The feminist movement has come a long way. Though, despite the fact that women’s status in society has improved since 1848, many feel there are still hurdles that stand against true equality.
As part of Women’s History Month, the USF Office of Multicultural Affairs sponsored “Stop the Madness: Feminism, Womanism and Sexism” on Tuesday. Hosted by Fanm Kreyol Inc., an organization for Haitian women at USF, the event tried to define the essence of the feminist movement.
“The importance of feminism on campus, and everywhere actually in the community, is equal rights,” said Willy Lafond, ambassador of Fanm Kreyol Inc. for the Office of Multicultural Affairs.
“That’s what feminism is for, it’s not about men-bashing like most people think,” she said. “It’s about women trying to get the same rights as men and trying to fight for fairness. In some countries, women don’t have the same fairness.”
Aside from focusing on feminist issues in the U.S., the event aimed to shed light on the struggles of women around the world.
“If you’re looking at the Caribbean cultures, women in the past and some now too are seen as the lower class,” Lafond said. “When they look at us like this, they’re saying that we don’t deserve to do certain things. That was the main basis for every woman, everywhere around the world.”
Feminism is a term that has had several interpretations throughout its history and is sometimes misunderstood. Diane Price Herndl, a USF professor of women and gender studies, addressed the legacy of the feminist movement and what it has represented throughout time.
In the 1970s, inter-discrimination arose among women in the feminist movement, particularly among races as white women and women of color divided in the fight for equality. Some felt the feminist movement didn’t do enough to acknowledge racial equality and only focused on what suffrage could do for white women. From this divide, she said the term “womanism” arose.
“Womanism is a version of feminism,” Herndl said. “It’s a kind of feminism that takes the concerns of women of color seriously and recognizes that women of color often do not have as much common cause with middle class, upper class white women as they do with their brothers.”
In modern day, Herndl said women who traditionally called themselves feminists are now calling themselves “womanists.” They believe that in order to combat one form of discrimination, it’s imperative to combat all forms of discrimination.
“You can’t raise one group on any other group’s back and hope that you’re fighting a movement of equality,” Herndl said.

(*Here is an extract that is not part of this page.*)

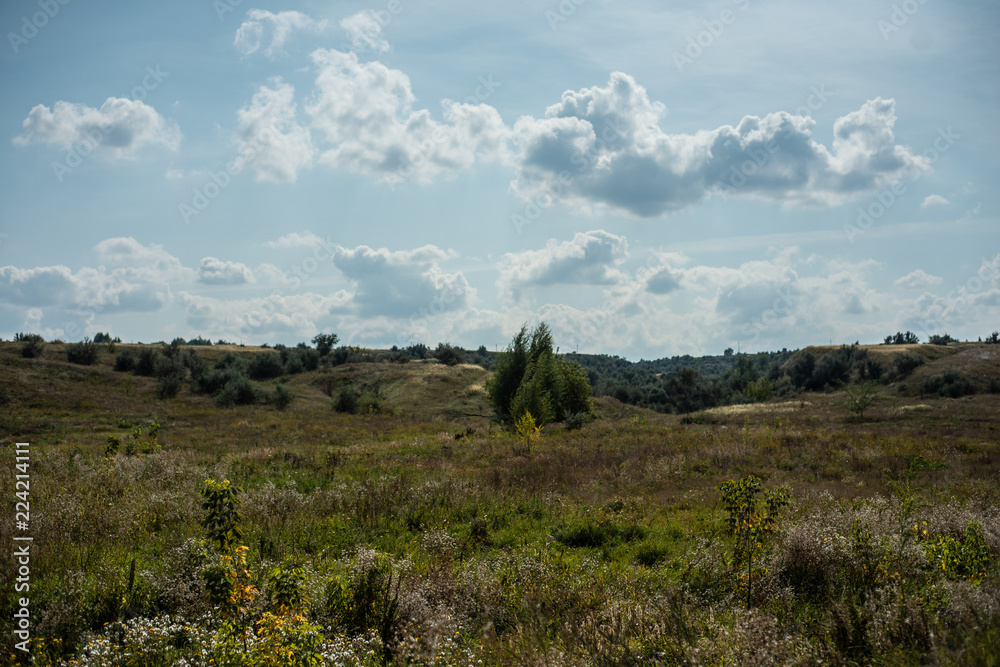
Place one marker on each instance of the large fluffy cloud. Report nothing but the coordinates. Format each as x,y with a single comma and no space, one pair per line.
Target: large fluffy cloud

Much of the conversation of the evening centered on terminology and conceptions associated with these terms.
One male audience member said the event taught him a lot about the true definition of feminism, adding that the term always sounded like a man-hating radical movement full of negative connotations.
“We need to make men aware that feminism is not about men-bashing. While some people believe that only men-bashers become feminists, that’s not true,” Lafond said. “We’re fighting for equal rights, anyone can do it … if we bring more attention and awareness to it, especially to the men that will be the next leaders in the future, that will make our jobs a lot easier. Instead of us just fighting by ourselves, we will have them fighting by our side.”
As part of a student panel, USF students from different cultural backgrounds, all of whom identify as feminists, addressed issues such as lack of education and women’s roles in Asian, Caribbean and North American societies.
One audience member who grew up in Haiti described her experiences as a woman in a country that views women as simply functional beings.
“The first thing they taught you is how to clean, how to cook and they tell you if there’s one chair at a table, the men have to sit at the table first before the woman can sit at the table,” she said. “The woman has to stand … that’s how I grew up.”
One panelist who was raised in the U.S. responded that one’s view of feminism “depends on how you’re raised,” adding she wasn’t raised to see any difference between female and male roles.
The remainder of the events this month focus on the idea of feminism and women’s roles in today’s society, as well as being an active feminist.
“We want to be seen as people, we don’t want to be seen as minorities like we always are,” Lafond said. “We’re women, we’re made just like men too, we can do the same things they can do. Why think of us as minorities?”
Tuesday’s event was just one of many, including “Shades of Womanhood” on Sunday at 1 p.m. in the MSC Ballroom, “Gender Bending Science Fiction” on Monday at 6 p.m. in CWY 107 and “I Support Women” on Tuesday at 10 a.m. in the MSC Atrium.